If the events of In Bruges are any indication, McDonagh isn’t interested in satisfying Mildred’s righteous pursuit to gratify the audience’s initial sense of Medieval justice. Life isn’t that easy. Black and white absolutes do not exist—McDonagh’s world functions in a state of gray. Attacking the police does not get Mildred what she wants, while the police are not merely a band of racist yokels sitting on their hands. Eventually, Mildred, in her unflinching pursuit of her daughter’s killer, is revealed to hold nothing else sacred, and she becomes cruel instead of funny and justified. When Willoughby explains that the DNA found on Angela matches no one in the criminal database, she says “Then pull blood from every man in the country,” regardless of the civil rights implications. And when Willoughby tries to appeal to Mildred’s sense of decency given his grim diagnosis of pancreatic cancer, she does not budge on her billboards; in fact, she wanted to get them up before he died: “They wouldn’t be so effective after you croak, right?” Gradually throughout the film, our initial perceptions begin to blur—no longer is Mildred a hero of the people nor the police a band of unsympathetic tools. No wonder the fictional town is called “Ebbing,” another word for degeneration.

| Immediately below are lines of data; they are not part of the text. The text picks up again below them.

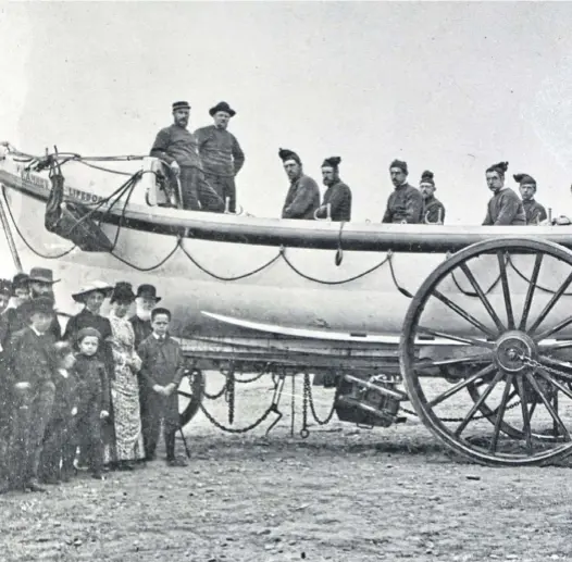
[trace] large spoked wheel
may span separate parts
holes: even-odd
[[[450,449],[513,466],[572,452],[571,284],[572,252],[503,238],[457,252],[420,287],[401,373],[415,412]]]
[[[201,371],[191,370],[181,380],[177,389],[181,427],[185,427],[200,410],[204,394],[204,376]]]

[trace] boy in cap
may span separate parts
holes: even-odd
[[[169,336],[171,312],[157,308],[151,313],[152,334],[139,346],[141,358],[139,376],[146,385],[147,400],[141,412],[146,459],[156,458],[159,429],[163,422],[166,462],[170,466],[186,466],[175,457],[175,433],[179,428],[177,388],[185,374],[185,360],[179,345]]]
[[[419,190],[423,197],[423,223],[443,224],[445,223],[445,205],[435,197],[435,176],[433,172],[425,170],[421,174]]]
[[[546,209],[534,199],[536,195],[536,179],[529,174],[514,174],[512,176],[519,185],[522,197],[522,207],[526,216],[526,224],[538,225],[548,218]]]
[[[23,307],[25,310],[22,313],[29,324],[16,333],[10,342],[14,402],[17,407],[13,438],[17,452],[23,451],[22,466],[16,462],[12,474],[16,486],[45,491],[38,482],[38,471],[55,392],[55,339],[49,332],[53,319],[53,300],[45,296],[37,297]],[[16,458],[14,460],[17,461]]]
[[[84,448],[83,451],[91,477],[102,478],[103,470],[103,441],[101,435],[101,421],[109,417],[110,412],[110,383],[105,365],[98,358],[101,344],[101,334],[91,327],[82,328],[77,334],[76,346],[78,353],[75,360],[74,375],[77,380],[77,417],[76,441]],[[66,455],[64,466],[69,472],[73,469],[73,454]]]
[[[290,188],[282,209],[282,217],[312,221],[315,210],[320,207],[318,184],[303,173],[302,162],[296,152],[281,148],[278,157],[290,180]]]
[[[77,382],[73,373],[75,355],[67,341],[54,346],[55,396],[52,415],[46,428],[40,472],[43,484],[60,484],[70,479],[69,459],[73,441],[74,416],[77,414]],[[73,463],[73,457],[72,457]],[[61,462],[63,466],[61,466]]]
[[[486,183],[494,196],[487,204],[484,226],[521,226],[526,224],[524,208],[519,196],[509,187],[505,187],[505,174],[508,162],[493,164],[486,170]]]
[[[183,209],[224,211],[224,201],[207,183],[202,172],[197,139],[187,130],[190,105],[173,103],[173,124],[162,128],[154,139],[150,155],[165,162],[181,182]]]
[[[326,158],[322,164],[322,183],[327,186],[322,205],[316,211],[318,218],[329,217],[334,222],[349,222],[351,220],[351,189],[339,179],[339,157]]]
[[[228,199],[228,211],[235,213],[235,176],[245,164],[245,153],[238,140],[227,130],[228,122],[236,115],[236,111],[226,101],[221,101],[209,110],[209,114],[214,124],[195,132],[202,170],[207,182],[222,200],[226,203]]]
[[[419,224],[422,222],[423,197],[418,188],[407,183],[407,162],[394,160],[389,174],[395,190],[387,199],[382,223]]]

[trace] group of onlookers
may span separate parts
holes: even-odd
[[[150,154],[160,158],[178,178],[183,209],[210,212],[236,211],[235,176],[245,164],[245,153],[236,137],[227,130],[236,111],[221,101],[209,110],[213,125],[187,130],[190,105],[173,103],[174,122],[162,128]],[[340,179],[339,157],[326,158],[322,164],[323,198],[316,182],[304,174],[300,157],[279,149],[278,155],[290,186],[282,209],[283,218],[348,222],[351,220],[351,189]],[[487,205],[484,225],[539,224],[547,218],[545,208],[534,200],[536,180],[529,174],[515,174],[521,198],[505,186],[507,162],[486,171],[494,197]],[[389,173],[395,190],[387,199],[383,223],[443,224],[445,205],[435,197],[433,172],[425,171],[418,187],[408,184],[408,165],[394,160]]]
[[[42,267],[0,280],[0,492],[43,491],[78,466],[97,479],[134,470],[156,459],[161,424],[167,464],[185,466],[175,455],[185,360],[156,287],[92,282],[72,295],[83,310],[62,334],[58,280]]]

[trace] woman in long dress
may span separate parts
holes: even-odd
[[[119,470],[133,470],[135,461],[145,458],[139,411],[137,373],[141,360],[135,351],[135,334],[127,312],[135,300],[132,285],[120,282],[111,296],[111,348],[115,377],[111,382],[115,455]]]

Our initial enthusiasm for Mildred’s mission ebbs after being exposed to her sometimes bitter methods. Some of her more acidic interactions remain hilarious, such as when she compares the Catholic priesthood to the gang law of the Crips and Bloods, suggesting every man who remains of the cloth is culpable for the crimes of their fellow priests. But consider her heartless behavior when she agrees to have dinner with James (Peter Dinklage), whom she barely sees as a whole person. And this says nothing of Mildred’s final words to Angela before her death. McDonagh’s film complicates every character and emotion so that even supporting roles seem consequential. When Mildred first rents the billboard space, she visits Red (Caleb Landry Jones), a squirrelly weirdo that receives a nasty beating from Dixon for his functionary role in her billboards. Later, when both of them are in the hospital, Red demonstrates an unlikely act of kindness that suggests how the film’s characters are each more than they appear.

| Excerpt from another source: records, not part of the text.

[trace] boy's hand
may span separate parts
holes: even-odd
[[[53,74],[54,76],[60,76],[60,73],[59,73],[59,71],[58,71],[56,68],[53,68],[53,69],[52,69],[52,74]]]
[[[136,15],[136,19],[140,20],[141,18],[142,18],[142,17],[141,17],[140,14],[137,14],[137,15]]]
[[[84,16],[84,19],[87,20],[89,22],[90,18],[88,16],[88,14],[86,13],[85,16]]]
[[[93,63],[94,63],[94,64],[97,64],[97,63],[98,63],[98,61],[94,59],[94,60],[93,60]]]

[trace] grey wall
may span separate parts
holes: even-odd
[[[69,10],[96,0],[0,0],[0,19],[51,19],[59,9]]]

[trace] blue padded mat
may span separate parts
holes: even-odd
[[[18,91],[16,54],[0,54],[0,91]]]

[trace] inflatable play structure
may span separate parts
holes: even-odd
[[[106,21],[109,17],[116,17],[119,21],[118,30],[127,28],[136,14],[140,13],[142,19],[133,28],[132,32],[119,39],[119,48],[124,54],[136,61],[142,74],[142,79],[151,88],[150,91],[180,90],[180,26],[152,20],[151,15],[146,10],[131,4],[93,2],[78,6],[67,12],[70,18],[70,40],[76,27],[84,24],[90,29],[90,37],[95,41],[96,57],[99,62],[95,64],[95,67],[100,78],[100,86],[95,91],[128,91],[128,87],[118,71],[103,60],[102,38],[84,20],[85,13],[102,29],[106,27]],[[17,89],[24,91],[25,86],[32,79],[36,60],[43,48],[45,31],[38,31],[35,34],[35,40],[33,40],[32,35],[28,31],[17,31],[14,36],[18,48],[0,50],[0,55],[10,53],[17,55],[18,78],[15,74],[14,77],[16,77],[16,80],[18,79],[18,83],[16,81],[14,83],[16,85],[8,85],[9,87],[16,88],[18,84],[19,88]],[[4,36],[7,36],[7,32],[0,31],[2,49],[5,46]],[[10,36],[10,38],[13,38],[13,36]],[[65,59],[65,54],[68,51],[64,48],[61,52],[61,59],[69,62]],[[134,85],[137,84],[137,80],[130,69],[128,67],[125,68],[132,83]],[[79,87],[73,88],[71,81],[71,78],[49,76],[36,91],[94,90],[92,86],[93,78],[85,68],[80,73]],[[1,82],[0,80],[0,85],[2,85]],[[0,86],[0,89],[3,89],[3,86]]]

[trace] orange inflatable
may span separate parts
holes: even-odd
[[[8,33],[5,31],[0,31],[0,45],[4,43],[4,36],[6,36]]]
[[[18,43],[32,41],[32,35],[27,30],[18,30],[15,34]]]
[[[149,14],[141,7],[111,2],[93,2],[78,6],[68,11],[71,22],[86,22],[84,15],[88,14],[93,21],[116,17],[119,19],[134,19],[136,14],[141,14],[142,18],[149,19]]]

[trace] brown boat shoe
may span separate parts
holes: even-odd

three-billboards-outside-ebbing-missouri-2McDonagh drives his audience down a winding road of anger and forgiveness, unhealable wounds and personal growth—all with his signature use of vile language and harsh characters. The casual use of the word “cunt” between Mildred and Robbie may shock, whereas one exchange between Dixon and his despicable mother about the “person-of-color-torturing business” is bound to offend. Nevertheless, McDonagh also has time for considerable beauty in his film. The loving marriage between Chief Willoughby and his wife (Abbie Cornish) affords a few tender scenes, leading to a turn that allows several characters to change, some of them hardening their resolve, some questioning their methods. McDonagh also engages in considerable formal beauty. Ben Davis’ cinematography never feels intrusive or showy, though there’s an involved extended take where, in a delirious state of mourning and anger, Dixon marches across the street to throw someone out of a window.

In today’s trend of social media outrage and moral absolutes, McDonagh considers the complexity and humanity behind those on both sides of the argument. His willingness to examine the depth and potential of his characters may not prove popular or emotionally satisfying as a good revenge story ought to be, but then, Three Billboards Outside Ebbing, Missouri isn’t a revenge story. Though later on the film suggests that Angela’s killer may be captured, nothing could ever be so crystallized by this winding narrative and its shifting alliances. And while sharp performances from  McDormand and Harrelson take center stage at first, Rockwell’s character takes the longest and most challenging journey—both for his character and the audience—though all of them are granted incredible dimension in McDonagh’s hands. His most contemplative and severe film to date, Three Billboards Outside Ebbing, Missouri weighs how notions of righteousness, truth, rage, and authority cannot remain unqualified, regardless of how unsatisfying or incomplete such notions may be.